Dr Claire Haworth (School of Psychological Science)

Dr Haworth uses approaches from psychology, behavioural genetics and data science to understand mental health and wellbeing. The prize primarily recognises her work on the dynamic nature of genetic and environmental influences on human behaviour. She has contributed to theory and evidence about how genetic and environmental influences on behaviour are dynamic, showing that the importance of these influences can change with age, environmental conditions and behavioural interventions. She then developed a novel method for combining the best genetic approaches with high-quality intervention methods to test her theory. She is currently using innovative computational social science methods to test her theory of dynamic genetics at high-resolution time scales and in response to real-world life events.
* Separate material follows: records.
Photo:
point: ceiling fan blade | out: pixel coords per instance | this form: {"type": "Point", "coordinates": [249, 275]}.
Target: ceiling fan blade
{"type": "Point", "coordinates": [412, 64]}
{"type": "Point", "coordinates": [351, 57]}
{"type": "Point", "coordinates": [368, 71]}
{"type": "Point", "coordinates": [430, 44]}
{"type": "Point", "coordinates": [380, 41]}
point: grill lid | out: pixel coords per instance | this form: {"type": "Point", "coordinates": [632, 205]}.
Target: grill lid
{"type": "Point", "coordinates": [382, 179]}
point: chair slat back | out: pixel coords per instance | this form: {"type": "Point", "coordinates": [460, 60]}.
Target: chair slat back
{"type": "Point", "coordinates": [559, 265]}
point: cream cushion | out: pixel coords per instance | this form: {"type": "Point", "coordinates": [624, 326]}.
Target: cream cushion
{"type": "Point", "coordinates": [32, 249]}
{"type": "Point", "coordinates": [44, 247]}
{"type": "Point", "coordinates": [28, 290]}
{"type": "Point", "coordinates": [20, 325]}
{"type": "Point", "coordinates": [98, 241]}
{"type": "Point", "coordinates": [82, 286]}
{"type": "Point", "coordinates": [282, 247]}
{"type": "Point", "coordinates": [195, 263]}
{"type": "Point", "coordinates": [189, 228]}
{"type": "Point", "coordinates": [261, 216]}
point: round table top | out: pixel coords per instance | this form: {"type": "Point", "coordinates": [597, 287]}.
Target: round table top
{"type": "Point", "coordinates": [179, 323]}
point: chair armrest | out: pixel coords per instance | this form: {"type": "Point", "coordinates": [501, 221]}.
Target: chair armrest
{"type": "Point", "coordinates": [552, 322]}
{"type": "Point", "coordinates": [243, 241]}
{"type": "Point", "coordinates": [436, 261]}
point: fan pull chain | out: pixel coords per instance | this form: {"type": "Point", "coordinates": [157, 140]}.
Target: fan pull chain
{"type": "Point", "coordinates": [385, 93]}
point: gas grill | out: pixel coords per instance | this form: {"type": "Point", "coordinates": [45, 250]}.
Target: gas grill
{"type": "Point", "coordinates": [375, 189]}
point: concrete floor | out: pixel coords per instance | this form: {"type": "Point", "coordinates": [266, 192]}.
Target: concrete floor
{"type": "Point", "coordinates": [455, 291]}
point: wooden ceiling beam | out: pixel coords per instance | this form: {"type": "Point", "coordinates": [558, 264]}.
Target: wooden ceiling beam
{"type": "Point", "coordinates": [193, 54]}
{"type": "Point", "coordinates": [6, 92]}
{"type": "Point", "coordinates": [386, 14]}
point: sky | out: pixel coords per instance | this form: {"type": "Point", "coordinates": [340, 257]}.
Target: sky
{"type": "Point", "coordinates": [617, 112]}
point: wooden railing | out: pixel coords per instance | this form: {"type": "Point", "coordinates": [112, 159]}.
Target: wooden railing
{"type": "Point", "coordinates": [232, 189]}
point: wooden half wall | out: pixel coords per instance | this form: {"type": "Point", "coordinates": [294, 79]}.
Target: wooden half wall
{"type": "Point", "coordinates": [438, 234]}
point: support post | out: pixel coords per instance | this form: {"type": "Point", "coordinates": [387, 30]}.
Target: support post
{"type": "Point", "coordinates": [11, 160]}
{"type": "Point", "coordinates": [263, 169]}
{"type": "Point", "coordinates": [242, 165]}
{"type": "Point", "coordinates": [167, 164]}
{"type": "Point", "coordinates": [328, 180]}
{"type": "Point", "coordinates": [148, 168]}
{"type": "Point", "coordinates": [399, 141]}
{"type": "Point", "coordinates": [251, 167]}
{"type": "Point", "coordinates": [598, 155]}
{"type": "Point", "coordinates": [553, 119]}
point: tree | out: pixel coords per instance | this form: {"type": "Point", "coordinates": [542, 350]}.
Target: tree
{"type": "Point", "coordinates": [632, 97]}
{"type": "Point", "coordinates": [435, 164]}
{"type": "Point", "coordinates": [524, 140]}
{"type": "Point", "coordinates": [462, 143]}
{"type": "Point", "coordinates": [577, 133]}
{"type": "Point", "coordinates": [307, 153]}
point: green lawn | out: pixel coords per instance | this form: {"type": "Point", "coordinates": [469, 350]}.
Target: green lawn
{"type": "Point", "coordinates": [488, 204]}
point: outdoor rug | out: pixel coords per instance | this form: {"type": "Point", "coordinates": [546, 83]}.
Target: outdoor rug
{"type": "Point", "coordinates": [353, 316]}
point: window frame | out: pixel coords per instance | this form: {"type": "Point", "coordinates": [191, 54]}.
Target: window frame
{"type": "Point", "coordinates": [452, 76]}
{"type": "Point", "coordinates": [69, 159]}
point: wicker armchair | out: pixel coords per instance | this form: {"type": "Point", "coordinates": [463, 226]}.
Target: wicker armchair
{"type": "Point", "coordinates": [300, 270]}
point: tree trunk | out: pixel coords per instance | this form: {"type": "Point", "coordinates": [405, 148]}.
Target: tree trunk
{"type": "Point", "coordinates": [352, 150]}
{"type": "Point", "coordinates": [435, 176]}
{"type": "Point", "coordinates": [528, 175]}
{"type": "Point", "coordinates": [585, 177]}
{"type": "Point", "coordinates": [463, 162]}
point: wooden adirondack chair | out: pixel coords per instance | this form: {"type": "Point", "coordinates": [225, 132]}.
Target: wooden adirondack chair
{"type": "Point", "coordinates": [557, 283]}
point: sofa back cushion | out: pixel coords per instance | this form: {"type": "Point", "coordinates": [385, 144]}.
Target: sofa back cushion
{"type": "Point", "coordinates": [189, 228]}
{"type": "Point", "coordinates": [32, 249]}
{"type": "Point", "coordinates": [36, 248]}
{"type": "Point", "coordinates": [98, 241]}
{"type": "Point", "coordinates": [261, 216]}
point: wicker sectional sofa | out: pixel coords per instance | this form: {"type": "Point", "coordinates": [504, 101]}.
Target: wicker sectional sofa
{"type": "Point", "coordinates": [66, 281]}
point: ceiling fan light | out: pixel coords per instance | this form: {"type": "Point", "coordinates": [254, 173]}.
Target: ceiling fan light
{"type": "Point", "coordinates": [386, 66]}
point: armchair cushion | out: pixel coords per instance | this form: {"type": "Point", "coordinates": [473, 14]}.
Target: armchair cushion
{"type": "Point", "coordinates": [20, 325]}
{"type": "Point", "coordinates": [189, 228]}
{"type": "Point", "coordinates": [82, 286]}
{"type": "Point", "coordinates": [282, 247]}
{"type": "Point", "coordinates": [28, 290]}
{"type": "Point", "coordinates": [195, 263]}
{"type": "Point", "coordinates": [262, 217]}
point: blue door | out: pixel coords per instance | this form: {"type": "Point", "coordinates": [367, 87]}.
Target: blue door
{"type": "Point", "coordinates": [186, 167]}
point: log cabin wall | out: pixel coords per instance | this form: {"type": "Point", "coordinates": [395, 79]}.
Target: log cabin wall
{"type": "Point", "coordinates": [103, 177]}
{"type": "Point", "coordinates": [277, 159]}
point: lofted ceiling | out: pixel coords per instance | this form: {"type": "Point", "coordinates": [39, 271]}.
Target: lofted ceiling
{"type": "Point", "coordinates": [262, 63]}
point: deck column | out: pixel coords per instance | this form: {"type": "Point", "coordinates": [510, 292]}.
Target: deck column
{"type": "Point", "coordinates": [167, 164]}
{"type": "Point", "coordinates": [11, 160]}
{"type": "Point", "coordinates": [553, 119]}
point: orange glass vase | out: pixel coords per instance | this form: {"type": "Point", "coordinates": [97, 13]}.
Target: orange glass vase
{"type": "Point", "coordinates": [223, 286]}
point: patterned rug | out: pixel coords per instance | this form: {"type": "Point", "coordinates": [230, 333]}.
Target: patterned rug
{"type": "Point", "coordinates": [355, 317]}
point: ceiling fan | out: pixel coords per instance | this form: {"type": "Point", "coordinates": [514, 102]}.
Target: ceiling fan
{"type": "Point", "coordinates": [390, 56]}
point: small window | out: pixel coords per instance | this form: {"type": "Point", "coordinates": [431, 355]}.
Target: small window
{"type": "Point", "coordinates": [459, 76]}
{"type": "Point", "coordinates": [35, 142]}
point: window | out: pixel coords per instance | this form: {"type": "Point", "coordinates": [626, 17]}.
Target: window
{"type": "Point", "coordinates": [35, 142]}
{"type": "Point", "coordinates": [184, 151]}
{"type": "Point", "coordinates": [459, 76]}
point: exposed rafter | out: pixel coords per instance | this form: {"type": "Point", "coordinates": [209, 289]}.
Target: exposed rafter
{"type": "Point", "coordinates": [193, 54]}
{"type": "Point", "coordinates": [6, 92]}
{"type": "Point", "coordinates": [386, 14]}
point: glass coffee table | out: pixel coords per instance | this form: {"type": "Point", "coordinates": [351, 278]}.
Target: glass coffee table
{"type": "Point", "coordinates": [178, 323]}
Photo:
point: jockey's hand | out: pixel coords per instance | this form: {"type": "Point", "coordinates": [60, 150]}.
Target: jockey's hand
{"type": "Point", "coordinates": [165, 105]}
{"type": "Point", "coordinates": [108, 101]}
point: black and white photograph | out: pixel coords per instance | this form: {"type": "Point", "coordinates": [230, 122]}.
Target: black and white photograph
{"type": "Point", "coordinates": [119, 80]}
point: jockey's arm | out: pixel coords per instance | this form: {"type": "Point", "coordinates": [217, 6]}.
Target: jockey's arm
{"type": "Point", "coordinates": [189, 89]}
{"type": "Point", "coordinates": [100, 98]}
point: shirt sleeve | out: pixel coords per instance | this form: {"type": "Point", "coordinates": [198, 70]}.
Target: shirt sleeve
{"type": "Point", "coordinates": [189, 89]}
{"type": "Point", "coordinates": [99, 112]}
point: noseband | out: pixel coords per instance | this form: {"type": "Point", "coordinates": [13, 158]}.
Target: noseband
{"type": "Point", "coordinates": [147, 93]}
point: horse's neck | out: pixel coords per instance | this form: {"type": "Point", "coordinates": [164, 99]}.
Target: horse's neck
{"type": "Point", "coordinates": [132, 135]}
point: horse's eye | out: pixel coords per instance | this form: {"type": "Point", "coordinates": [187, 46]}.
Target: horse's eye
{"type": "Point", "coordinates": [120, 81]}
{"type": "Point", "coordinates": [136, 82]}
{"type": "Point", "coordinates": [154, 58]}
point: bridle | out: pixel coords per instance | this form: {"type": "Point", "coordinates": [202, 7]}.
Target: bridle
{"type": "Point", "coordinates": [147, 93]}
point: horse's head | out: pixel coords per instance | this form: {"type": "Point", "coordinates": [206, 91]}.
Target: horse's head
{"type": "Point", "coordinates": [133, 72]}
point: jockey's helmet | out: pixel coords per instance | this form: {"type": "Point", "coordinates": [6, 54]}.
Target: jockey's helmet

Dr John Russo (School of Mathematics)

Dr Russo’s interdisciplinary work borrows from techniques developed in the study of soft matter systems to develop a new method of examining the nature and properties of water, the most common but least understood material on Earth. Its anomalous behaviour is cited as one of the key unknowns in climate change modelling. Starting from the observation that the properties of water appear fine-tuned, Dr Russo uses computer simulation to ‘untune’ water's interactions and to consider these interactions as one point in a higher dimensional space of possible interactions.